12. De rechtbank veroordeelt verweerder in de door eiseres gemaakte proceskosten. Deze kosten stelt de rechtbank op grond van het Besluit proceskosten bestuursrecht voor de door een derde beroepsmatig verleende rechtsbijstand vast op € 1.252,50 (1 punt voor het indienen van het beroepschrift, 1 punt voor het verschijnen ter zitting en 0,5 punt voor het verschijnen ter nadere zitting, met een waarde per punt van € 501,- en een wegingsfactor 1). Indien aan eiseres een toevoeging is verleend, moet verweerder de proceskostenvergoeding betalen aan de rechtsbijstandsverlener.
13. Omdat de rechtbank het beroep gegrond verklaart, bepaalt de rechtbank dat verweerder aan eiseres het door haar betaalde griffierecht vergoedt.

Beslissing

De rechtbank,
- verklaart het beroep gegrond;
- vernietigt het bestreden besluit;
- draagt verweerder op binnen zes weken na de dag van verzending van deze uitspraak een nieuw besluit te nemen op het bezwaar met inachtneming van deze uitspraak;
-veroordeelt verweerder in de proceskosten van eiseres tot een bedrag van € 1.252,50;
- draagt verweerder op het betaalde griffierecht van € 168,- aan eiseres te vergoeden.
Deze uitspraak is gedaan door mr. M.J. van den Bergh, rechter, in aanwezigheid van mr.

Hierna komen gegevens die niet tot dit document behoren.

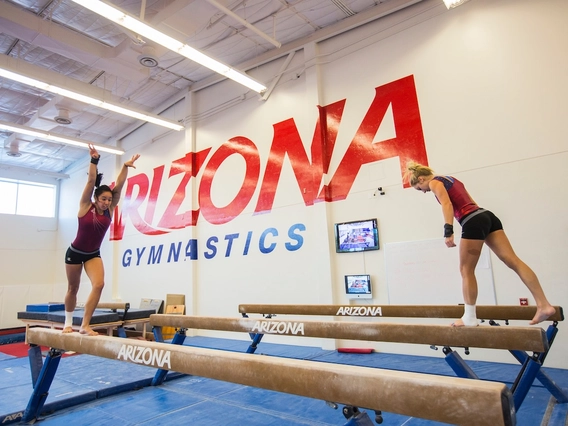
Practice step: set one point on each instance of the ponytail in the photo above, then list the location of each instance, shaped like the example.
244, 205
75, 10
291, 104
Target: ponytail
415, 170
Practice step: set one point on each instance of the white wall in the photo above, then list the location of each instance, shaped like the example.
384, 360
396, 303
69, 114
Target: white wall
26, 258
490, 80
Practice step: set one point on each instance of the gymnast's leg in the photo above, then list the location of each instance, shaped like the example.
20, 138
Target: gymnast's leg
469, 251
73, 272
95, 271
499, 243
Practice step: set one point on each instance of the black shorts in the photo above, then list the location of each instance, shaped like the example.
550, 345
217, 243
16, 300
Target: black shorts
74, 257
480, 225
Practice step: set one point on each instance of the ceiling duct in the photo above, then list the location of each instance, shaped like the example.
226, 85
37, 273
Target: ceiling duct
62, 117
14, 150
148, 57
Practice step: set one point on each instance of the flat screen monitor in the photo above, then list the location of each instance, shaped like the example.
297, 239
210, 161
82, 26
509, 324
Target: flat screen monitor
358, 287
355, 236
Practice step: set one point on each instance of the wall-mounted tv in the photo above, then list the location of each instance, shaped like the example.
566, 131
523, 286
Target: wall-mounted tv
360, 235
358, 287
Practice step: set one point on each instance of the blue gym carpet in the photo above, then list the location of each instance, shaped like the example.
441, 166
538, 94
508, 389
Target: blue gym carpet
89, 390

F.P. Straelen, griffier.
De beslissing is in het openbaar uitgesproken op 18 januari 2018
.
griffier
rechter
Afschrift verzonden aan partijen op:
Conc.: FvS
D: B
VK
Tegen deze uitspraak kunnen partijen binnen vier weken na de dag van verzending daarvan hoger beroep instellen bij de Afdeling bestuursrechtspraak van de Raad van State (adres: Raad van State, Afdeling bestuursrechtspraak, Hoger beroep vreemdelingenzaken, Postbus 16113, 2500 BC 's-Gravenhage). Naast de vereisten waaraan het beroepschrift moet voldoen op grond van artikel 6:5 van de Awb (zoals het overleggen van een afschrift van deze uitspraak) dient het beroepschrift ingevolge artikel 85, eerste lid, van de Vw 2000 een of meer grieven te bevatten. Artikel 6:6 van de Awb (herstel verzuim) is niet van toepassing.

Voetnoten

1.Verdrag tot bescherming van de rechten van de mens en de fundamentele vrijheden.
2.Handvest van de grondrechten van de Europese Unie.
3.Richtlijn 2003/86/EG van de Raad van de Europese Unie van 22 september 2003 inzake het recht op gezinshereniging.